This week marked the 35th anniversary of the Blizzard of ’78, and as a result we have seen some of the iconic images from that storm on web sites and social media. I have a few pictures that I’ll share here. The other day it was snowing – pretty snow floating to the ground and coating everything. I snapped a picture with my smartphone camera that went to our photo stream, and my wife saw it and remarked that it was a pretty shot … and that is likely the only attention it will ever get. And as snow started falling from Winter Storm Nemo, I saw more smartphone camera pictures from friends on Facebook before noon than I have EVER seen from the Blizzard of ’78. But will any of them be remembered past this weekend?
It made me think that as pictures have become easier to take and storage and sharing effortless, they have become transient, losing their permanence and value.
At least that is how it seems. Looking at the image at the top, that is my family home during the Blizzard of 1978 in Massachusetts. It was taken from the street a couple of days after the storm; several years ago I digitized all of my parents’ slides from the early 60s to the early 80s, and I made a DVD for everyone in the family with all of the pictures and a slideshow.
For anyone who lived in New England, the Blizzard of ’78 was an event on the scale of the San Francisco earthquake, the Chicago fire, or other major disasters. Over at WickedLocal they have reprinted an original article on the storm, and here are a few things I collected up when I did a recollection on a personal blog on the 25th anniversary:
- More than 4 feet of snow.
- 100 MPH winds.
- High tides cresting 40 foot waves.
- Dozens of homes and businesses wiped out instantly, hundreds badly damaged.
- 100 people dead due to every imaginable weather related cause.
I was 12 when that storm hit. I was old enough to shovel snow for several people in the neighborhood to help out, and I was old enough to be terrified watching the news showing the parking lot route 128 had become and waiting for my dad to make it home.
But I was young enough to enjoy the fact that we had a week off from school and that the roads were shut down. I was young enough not to worry about being without power or phones for a while; I was young enough that the recently totaled ’64 Impala kept on the side of our garage became our snow fort that day and for the rest of the winter.

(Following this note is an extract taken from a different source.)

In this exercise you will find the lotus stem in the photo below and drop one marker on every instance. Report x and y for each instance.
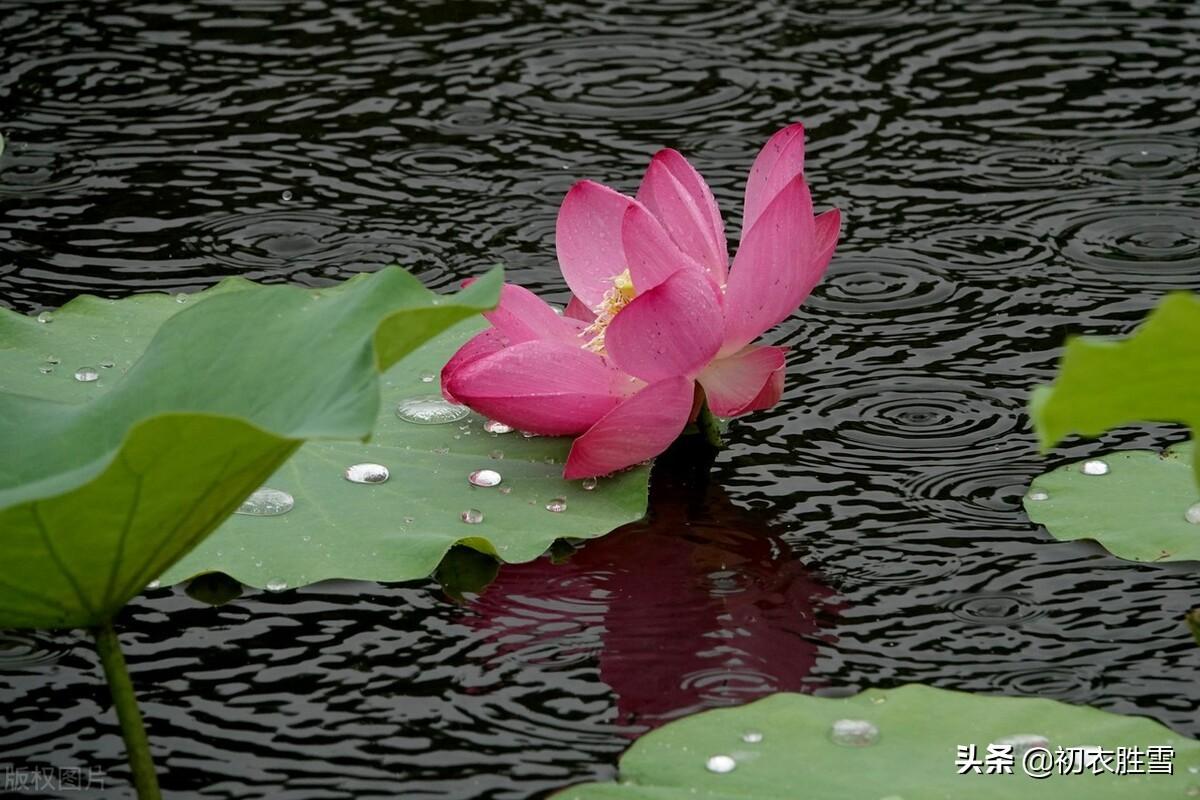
(137, 746)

There are only a few pictures we have from the blizzard, and as you can see they were taken when the sun was out and the roof was almost clear – in other words a day or two later. The one at the top shows our house from the street. Since it was already more than 24 hours later, the snow has compacted, but everything was completely closed and snowed in. In order there is my Dad, my older brother (would have been ~14.5) and me (almost 12). The covered car was a ’74 Chevy Impala …
In this one you can see a bit up the street, showing that even by the 8th, two days after the storm, roads weren’t plowed. The ‘highway’ down the street opened that day, and the convenience store (Bob’s) opened up as well. We would take a sled down the street to get stuff, and run errands for people who couldn’t get out of their houses yet.
OK, this isn’t the Blizzard, but me after Christmas just before … note the M16-look alike (had forgotten that!) and my fave gift from that year – VertiBird! It was a helicopter that flew in circles … I remember that the first one I got didn’t work, and my dad called all around (hot gift that year), and that Child World in Framingham said they had one and would hold it for him. We got there, and of course they didn’t have any … my Dad was *furious*! Upon yelling at the manager, they ‘found’ one held for someone else and I got it! The VertiBird sat in my parents house for years after I had moved out, and I reclaimed it before they moved south several years ago. Unfortunately, while I kept it, my attempts to rewire and get it working for my kids were to no avail … it was just dead. But I digress.
For ‘Winter Storm Nemo’, the forecasting technology has advanced tremendously to the point that the Weather Channel now has a ‘storm-con’ that talks about the confidence of a major storm hitting. It worked very well for Hurricane Sandy, and while the totals haven’t exactly matched forecasts, the general forecast of conditions made sure everyone was able to see what was coming … so that the only people getting trapped on highways were those foolish enough to go driving when there was a driving ban in effect.
But as I said, there have been countless smartphone camera images and videos showing the snow. Some are fun and cute pictures of kids playing outside in the snow, others are of the roads or trees or some other indication of what is going on. Like I said, the hundreds of images I have seen are largely instantly forgettable … and then there are videos like this 8 minute wonder of a person in Western Massachusetts walking to the local 7-11. Enjoy!
Do you feel that with the ease of taking and posting smartphone camera pictures everywhere, that the images themselves lose permanence and meaning? Do you think people miss out on actually experiencing things by being so busy documenting stuff?